What many in the hearing world fail to understand is that being deaf comes with its own community, culture, and values.  So when a little device known as the cochlear implant was invented to allow deaf people the ability to hear, it was seen as a direct affront to those values.

Depicting the families choices with deafness throughout the years with these families allows Louder Than Words to challenge a lot opinions and convictions on both sides of the cochlear implant debate.

When a deaf child is born to hearing parents, it seems logical that they would look to surgery to “fix” this disability. Rachel Coleman, the creator and star of the beloved children’s show, Signing Time, has been teaching American Sign Language to families for almost 15 years.

When Rachel was told that her deaf daughter was going to graduate with a 3rd grade reading level, she refused to believe it. Was American Sign Language the answer for better communication? Signing time was a direct result of Rachel wanting to help her daughter. Was the impact it had on Leah what she had hoped for?

Rachel has rarely spoken openly about her daughter, Leah’s cochlear implant surgery at age 6. In this feature length documentary, the Coleman Family takes us step by step through their decision making process, their hopes and fears for their deaf child, including never before seen footage of Leah’s implant activation.

What happens when deaf parents choose to implant their deaf 
children? How will the Deaf Community that they’ve been a part of their entire lives respond?

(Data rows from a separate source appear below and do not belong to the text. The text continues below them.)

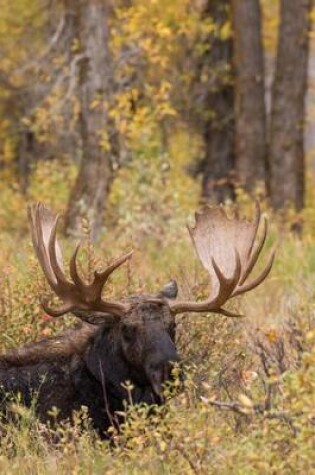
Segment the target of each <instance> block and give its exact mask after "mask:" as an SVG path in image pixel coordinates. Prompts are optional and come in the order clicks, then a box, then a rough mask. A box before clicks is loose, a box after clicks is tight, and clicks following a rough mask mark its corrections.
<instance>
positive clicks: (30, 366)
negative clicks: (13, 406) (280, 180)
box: [0, 204, 274, 434]
mask: <svg viewBox="0 0 315 475" xmlns="http://www.w3.org/2000/svg"><path fill="white" fill-rule="evenodd" d="M29 216H30V223H31V231H32V239H33V245H34V248H35V252H36V254H37V257H38V260H39V263H40V265H41V267H42V269H43V272H44V274H45V276H46V279H47V281H48V283H49V285H50V287H51V288H52V290H53V291H54V292H55V294H56V295H57V296H58V297H59V299H60V300H61V301H62V305H61V307H60V308H58V309H52V308H50V307H48V306H47V304H46V303H45V302H42V305H43V307H44V309H45V311H46V312H47V313H48V314H50V315H52V316H53V317H60V316H61V315H64V314H66V313H68V312H71V313H72V314H74V315H75V316H76V317H78V318H79V319H80V320H81V321H82V322H83V323H82V326H81V327H80V328H77V329H73V330H67V331H65V332H64V333H62V334H61V335H60V336H59V337H54V338H49V339H46V340H42V341H39V342H35V343H31V344H28V345H25V346H24V347H21V348H17V349H16V350H11V351H10V352H7V353H6V354H2V355H0V402H1V405H2V413H4V412H6V408H7V401H8V400H10V397H9V396H8V395H10V394H11V396H12V395H13V396H15V395H17V394H20V395H21V400H22V402H23V403H24V404H25V405H27V406H30V405H31V404H32V401H33V398H34V396H35V400H36V405H35V407H36V411H37V413H38V415H39V418H40V419H41V420H42V421H47V420H48V419H49V417H50V413H51V410H52V409H53V408H54V407H55V408H57V421H58V420H61V419H70V420H71V418H72V414H73V411H74V410H79V409H80V408H81V407H82V406H85V407H86V408H87V410H88V415H89V417H90V419H91V421H92V423H93V426H94V428H95V429H97V430H98V431H99V432H100V433H101V434H105V433H106V430H107V428H108V427H109V425H111V424H112V423H113V418H114V417H115V413H116V412H117V411H118V412H119V411H122V410H123V409H124V403H125V401H127V400H129V398H130V396H131V397H132V401H133V402H134V403H140V402H145V403H147V404H161V403H163V400H164V397H163V387H164V384H165V383H166V382H167V381H169V380H170V379H171V377H172V368H173V365H174V363H176V362H178V361H179V360H180V358H179V355H178V353H177V350H176V346H175V317H176V315H177V314H179V313H182V312H187V311H190V312H214V313H221V314H223V315H226V316H228V317H237V316H239V315H237V314H235V313H232V312H231V311H229V310H227V309H225V308H223V305H224V304H225V302H226V301H227V300H228V299H230V298H231V297H234V296H237V295H240V294H242V293H245V292H248V291H249V290H251V289H253V288H254V287H256V286H257V285H259V284H260V283H261V282H262V281H263V280H264V279H265V278H266V276H267V275H268V273H269V272H270V270H271V267H272V263H273V258H274V254H273V253H272V254H271V256H270V258H269V261H268V263H267V265H266V267H265V268H264V270H263V271H262V273H261V274H260V275H259V276H258V277H257V278H256V279H254V280H253V281H251V282H250V283H248V282H247V278H248V276H249V275H250V273H251V271H252V269H253V267H254V266H255V264H256V261H257V259H258V257H259V254H260V252H261V250H262V247H263V245H264V241H265V238H266V234H267V227H266V221H264V227H263V232H262V235H261V237H260V239H259V240H258V244H256V246H254V244H255V240H256V235H257V230H258V227H259V223H260V211H259V208H258V207H257V213H256V218H255V220H254V221H247V220H245V219H240V218H238V217H234V218H232V219H231V218H228V216H227V215H226V214H225V212H224V211H223V210H222V209H217V208H215V209H211V208H205V209H204V210H203V211H202V212H201V213H199V214H196V225H195V227H193V228H189V231H190V235H191V238H192V240H193V242H194V245H195V249H196V252H197V255H198V257H199V259H200V261H201V263H202V264H203V266H204V268H205V269H206V270H207V271H208V273H209V277H210V283H211V292H210V295H209V297H208V298H207V299H206V300H204V301H201V302H191V301H178V300H176V296H177V284H176V282H175V281H171V282H170V283H169V284H168V285H166V286H165V287H164V288H163V289H162V290H161V291H160V292H159V293H158V294H157V295H155V296H154V295H153V296H152V295H136V296H133V297H129V298H127V299H126V300H123V301H118V302H112V301H108V300H106V299H103V297H102V290H103V287H104V285H105V284H106V282H107V280H108V278H109V276H110V275H111V274H112V272H114V270H115V269H117V268H118V267H119V266H120V265H122V264H123V263H124V262H125V261H126V260H128V259H130V257H131V254H132V253H128V254H126V255H125V256H122V257H120V258H119V259H117V260H116V261H114V262H113V263H112V264H111V265H109V266H108V267H107V268H105V270H104V271H102V272H98V271H95V273H94V279H93V281H92V282H91V283H86V282H84V280H83V279H82V277H81V276H80V274H79V272H78V268H77V261H76V258H77V253H78V250H79V247H77V248H76V250H75V252H74V254H73V256H72V258H71V261H70V277H71V280H69V278H68V277H66V275H65V273H64V271H63V264H62V254H61V249H60V246H59V243H58V241H57V239H56V229H57V223H58V216H56V217H55V216H54V215H53V214H52V213H51V212H50V210H48V209H47V208H46V207H45V206H43V205H41V204H37V205H34V206H32V207H31V208H30V213H29ZM127 381H129V382H130V383H131V386H132V390H131V393H128V392H127V389H126V386H125V385H124V383H126V382H127ZM8 398H9V399H8Z"/></svg>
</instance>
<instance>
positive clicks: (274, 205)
mask: <svg viewBox="0 0 315 475" xmlns="http://www.w3.org/2000/svg"><path fill="white" fill-rule="evenodd" d="M311 4H312V1H311V0H281V4H280V5H281V7H280V8H281V23H280V30H279V40H278V52H277V65H276V74H275V80H274V85H273V97H272V110H271V129H270V151H269V159H270V173H271V176H270V194H271V202H272V205H273V207H274V208H276V209H277V208H283V207H285V206H287V205H293V206H294V207H295V208H296V210H300V209H301V208H302V207H303V205H304V188H305V184H304V144H303V138H304V137H303V135H304V119H305V94H306V89H307V64H308V50H309V39H308V35H309V28H310V9H311Z"/></svg>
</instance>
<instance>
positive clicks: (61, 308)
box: [40, 298, 75, 318]
mask: <svg viewBox="0 0 315 475" xmlns="http://www.w3.org/2000/svg"><path fill="white" fill-rule="evenodd" d="M40 304H41V306H42V308H43V310H44V312H45V313H47V314H48V315H50V316H51V317H54V318H58V317H62V315H64V314H65V313H69V312H72V310H75V309H74V307H73V306H72V305H62V306H61V307H59V308H51V307H50V306H49V305H48V304H47V301H46V300H45V299H43V298H42V299H40Z"/></svg>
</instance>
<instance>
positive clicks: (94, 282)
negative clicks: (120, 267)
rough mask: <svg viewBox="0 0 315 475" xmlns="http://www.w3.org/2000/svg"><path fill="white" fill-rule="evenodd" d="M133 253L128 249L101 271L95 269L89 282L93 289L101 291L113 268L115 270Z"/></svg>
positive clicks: (99, 291) (126, 259) (132, 254)
mask: <svg viewBox="0 0 315 475" xmlns="http://www.w3.org/2000/svg"><path fill="white" fill-rule="evenodd" d="M133 253H134V251H130V252H128V253H127V254H124V255H123V256H121V257H118V259H115V261H114V262H112V264H110V265H109V266H108V267H107V268H106V269H105V270H104V271H102V272H98V271H95V272H94V281H93V283H92V284H91V285H92V286H93V287H94V288H95V290H96V291H98V292H101V291H102V289H103V287H104V285H105V284H106V282H107V280H108V278H109V276H110V275H111V274H112V273H113V272H114V270H116V269H117V268H118V267H120V266H121V265H122V264H124V263H125V262H126V261H128V260H129V259H130V258H131V257H132V255H133Z"/></svg>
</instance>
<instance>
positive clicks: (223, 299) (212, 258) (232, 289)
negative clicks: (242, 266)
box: [209, 249, 242, 307]
mask: <svg viewBox="0 0 315 475" xmlns="http://www.w3.org/2000/svg"><path fill="white" fill-rule="evenodd" d="M212 265H213V268H214V271H215V273H216V275H217V277H218V281H219V290H218V294H217V297H216V298H215V299H214V301H213V303H212V304H215V305H216V306H219V307H221V305H223V304H225V302H226V301H227V300H228V298H229V297H230V295H231V292H233V290H234V289H235V287H236V286H237V283H238V281H239V279H240V275H241V271H242V267H241V259H240V255H239V253H238V251H237V250H236V249H235V269H234V272H233V275H232V277H230V278H227V277H226V276H225V275H224V274H223V273H222V272H221V269H220V268H219V266H218V265H217V263H216V262H215V260H214V259H213V258H212ZM209 303H210V302H209Z"/></svg>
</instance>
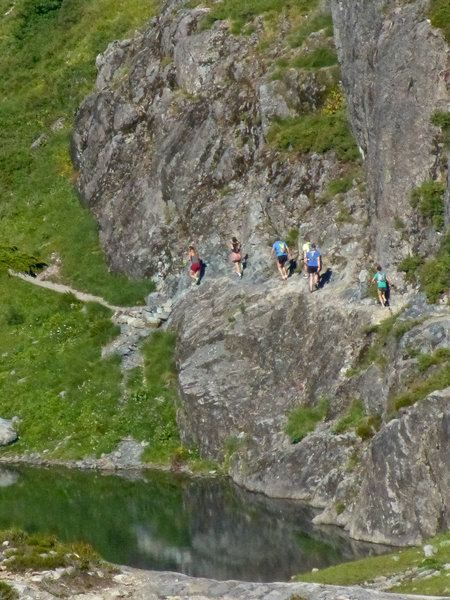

Jill and Michael Stark are both deaf, as are their two children. Stuck between two cultures and wanting the best future for their children, they make the controversial choice for both of their children to undergo surgery for cochlear implants.  They are part of only a handful of deaf parent’s in the US to choose implants for their children. After this 7-year journey, was the result of the cochlear implant what they had hoped for?

Regardless of your view on deaf culture, cochlear implants, or education for deaf children, this film will shine a light on debates that have never been told before in a film.